SG Tübingen – VfL Nagold (Samstag, 16 Uhr, Sporthalle Derendingen). Die Handball-Frauen stehen erneut vor einem Spitzenspiel in der Bezirksliga.

"Ich erwarte ein Spiel auf Augenhöhe", sagt VfL-Coach Markus Renz. Dafür spricht auch die aktuelle Tabellensituation. Die SG Tübingen ist Tabellenzweiter, der VfL Nagold rangiert nach dem verlorenen Spiel gegen den TV Großeng-stingen jetzt auf Platz drei. In der Partie steckt also jede Menge Spannung.

Spannend ist derzeit beim VfL Nagold auch die Frage, welche Spielerinnen einsatzbereit sind. Dass der Nagolder Kader so groß ist, zahlt sich jetzt aus. So steht hinter dem Einsatz der Routiniers Lisa Weiß und Madeleine Majer ein Fragezeichen. Beide laborieren noch an abklingenden Verletzungen.

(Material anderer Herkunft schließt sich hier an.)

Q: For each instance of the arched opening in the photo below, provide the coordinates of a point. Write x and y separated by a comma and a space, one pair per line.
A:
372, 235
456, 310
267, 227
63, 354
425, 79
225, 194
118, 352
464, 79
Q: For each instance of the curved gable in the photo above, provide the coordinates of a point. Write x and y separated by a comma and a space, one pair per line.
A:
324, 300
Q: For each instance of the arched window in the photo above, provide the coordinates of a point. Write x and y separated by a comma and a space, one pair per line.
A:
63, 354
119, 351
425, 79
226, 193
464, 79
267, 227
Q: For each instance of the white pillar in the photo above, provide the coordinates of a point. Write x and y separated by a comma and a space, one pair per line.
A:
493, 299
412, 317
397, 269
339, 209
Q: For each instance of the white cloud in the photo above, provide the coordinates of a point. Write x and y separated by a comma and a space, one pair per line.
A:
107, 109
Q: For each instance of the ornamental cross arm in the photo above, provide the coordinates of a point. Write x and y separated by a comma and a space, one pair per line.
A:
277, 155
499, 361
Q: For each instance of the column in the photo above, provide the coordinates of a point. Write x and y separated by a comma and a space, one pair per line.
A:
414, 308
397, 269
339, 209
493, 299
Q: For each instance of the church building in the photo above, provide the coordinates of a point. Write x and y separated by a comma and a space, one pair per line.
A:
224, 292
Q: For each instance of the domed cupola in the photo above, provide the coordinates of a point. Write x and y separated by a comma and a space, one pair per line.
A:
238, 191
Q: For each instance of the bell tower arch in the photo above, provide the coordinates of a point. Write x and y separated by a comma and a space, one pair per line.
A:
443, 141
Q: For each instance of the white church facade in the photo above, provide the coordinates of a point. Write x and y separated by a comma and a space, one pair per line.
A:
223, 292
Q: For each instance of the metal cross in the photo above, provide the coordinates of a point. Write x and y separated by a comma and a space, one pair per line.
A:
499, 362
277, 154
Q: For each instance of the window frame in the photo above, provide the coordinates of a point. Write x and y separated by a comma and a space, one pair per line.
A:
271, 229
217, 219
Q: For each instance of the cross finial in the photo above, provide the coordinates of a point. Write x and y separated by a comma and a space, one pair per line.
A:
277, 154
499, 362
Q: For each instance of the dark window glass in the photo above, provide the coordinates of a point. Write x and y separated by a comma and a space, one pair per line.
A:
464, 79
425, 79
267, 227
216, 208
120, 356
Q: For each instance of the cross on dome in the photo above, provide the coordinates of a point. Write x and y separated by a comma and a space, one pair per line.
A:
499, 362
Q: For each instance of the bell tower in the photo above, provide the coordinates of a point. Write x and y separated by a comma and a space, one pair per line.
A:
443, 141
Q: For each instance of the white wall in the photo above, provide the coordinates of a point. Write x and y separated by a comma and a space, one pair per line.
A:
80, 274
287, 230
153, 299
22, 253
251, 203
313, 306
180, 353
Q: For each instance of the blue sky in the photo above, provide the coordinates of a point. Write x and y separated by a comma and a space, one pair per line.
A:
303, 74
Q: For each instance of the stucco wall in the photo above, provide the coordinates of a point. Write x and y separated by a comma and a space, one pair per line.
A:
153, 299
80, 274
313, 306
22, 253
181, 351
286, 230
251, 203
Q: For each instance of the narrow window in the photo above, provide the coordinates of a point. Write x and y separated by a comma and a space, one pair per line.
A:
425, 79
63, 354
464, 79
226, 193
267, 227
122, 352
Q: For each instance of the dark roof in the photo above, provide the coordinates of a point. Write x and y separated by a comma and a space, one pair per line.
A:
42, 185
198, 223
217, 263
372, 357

Sicher ausfallen dürfte verletzungsbedingt Aline Rau. Hinzu kommt, dass Sophie Reime, eine der Spielmacherinnen des VfL, verhindert ist. Die A-Jugend-Spielerinnen stehen laut Markus Renz am Samstag nicht zur Verfügung. Doch der VfL-Kader wird all das verkraften müssen. So hofft Markus Renz auf eine ähnlich gute Angriffsleistung wie zuletzt gegen den TV Großengstingen. "Für uns wird es wichtig sein, im Angriff den Ball wieder laufen zu lassen", sagt Renz. Die Abwehr müsse dagegen stabiler stehen und Torhüterin Alisa Kübler auch wieder mehr unterstützen.

Die SG Tübingen legte bereits in ihrer Aufstiegssaison 2018/19 einen starke Leistung hin und landete auf Tabellenrang vier. In der aktuellen Saison sind die Tübinger Frauen wieder gut unterwegs. Nur eins der bisherigen vier Spiele wurde verloren.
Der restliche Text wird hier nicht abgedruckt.